Opinión
Después de la epidemia
Después de la epidemia llegó la desolación y con la desolación, el desconcierto. Luego todo se trastocó, y en el curso de décadas, a veces de siglos, acabó remodelándose la economía, la distribución de las rentas y el poder. Así lo ha destacado el profesor Walter Scheidel, quien encuentra en las grandes pandemias una de las fuerzas igualadoras más potentes que conoce la humanidad. Cierto es que esa era la contrapartida de una masiva pérdida de vidas humanas. Como escribió el emperador Justiniano en 541, al declararse la peste en Bizancio, «la muerte ha viajado por doquier», tanto que «había más muertos que vivos». Ocho siglos más tarde la peste negra irrumpió en el desierto de Gobi y se extendió, en el curso de tres décadas, por todo el Viejo Mundo. El historiador Ibn Jaldún señaló que «arrasó naciones e hizo desaparecer poblaciones; … todo el mundo habitado cambió». Según el recuento que en 1351 hizo el papa Clemente VI los muertos ascendían a casi veinticuatro millones, al menos uno de cada cuatro habitantes. En el terreno económico, señala Scheidel con respecto a Europa, «condujo a una espectacular reducción de la población», aunque no del capital. «La tierra, indica, era más abundante en relación a la mano de obra, los alquileres de tierras … cayeron tanto con respecto a los salarios (que) los terratenientes salieron perdiendo y los trabajadores pudieron volver a abrigar esperanzas».

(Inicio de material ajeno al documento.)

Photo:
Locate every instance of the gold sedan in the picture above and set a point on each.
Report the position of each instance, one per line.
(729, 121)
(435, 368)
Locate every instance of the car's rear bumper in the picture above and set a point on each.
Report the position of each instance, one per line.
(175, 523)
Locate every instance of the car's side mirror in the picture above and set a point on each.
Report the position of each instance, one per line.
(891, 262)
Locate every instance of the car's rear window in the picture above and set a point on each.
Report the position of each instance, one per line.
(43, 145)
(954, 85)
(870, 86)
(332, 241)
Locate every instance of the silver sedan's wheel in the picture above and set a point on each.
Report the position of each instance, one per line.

Nada de esta experiencia histórica nos sirve ahora a los economistas para orientarnos en lo que haya que hacer. Nuestras sociedades ya no gravitan sobre la agricultura ni dejan morir masivamente a los que enferman. Tampoco podemos tomar lecciones de la última gran pandemia, la llamada gripe española que, en tres oleadas, infectó a una parte importante de la población mundial entre la primavera de 1918 y el invierno de 1919. Eran tiempos de guerra mundial y de postguerra, ya en diciembre del primer año, y la mortandad bélica se confundía con la epidémica. En España hubo ocho millones de contagiados y 260.000 muertos sobre una población de poco más de 21 millones de personas. La agricultura, que ocupaba al 55 por ciento de la mano de obra, apenas se resintió, pero la industria vio caer su productividad y redujo su producción. El PIB retrocedió apenas un 1,1 por ciento en 1918 para recuperarse después y crecer vigorosamente en 1920. Lo que ahora esperamos del coronavirus es una crisis diez o más veces más potente. La economía es más compleja, está abierta al mundo y sus instituciones, nacionales e internacionales, deberían ser capaces de arbitrar soluciones que no nos devuelvan a la antigüedad.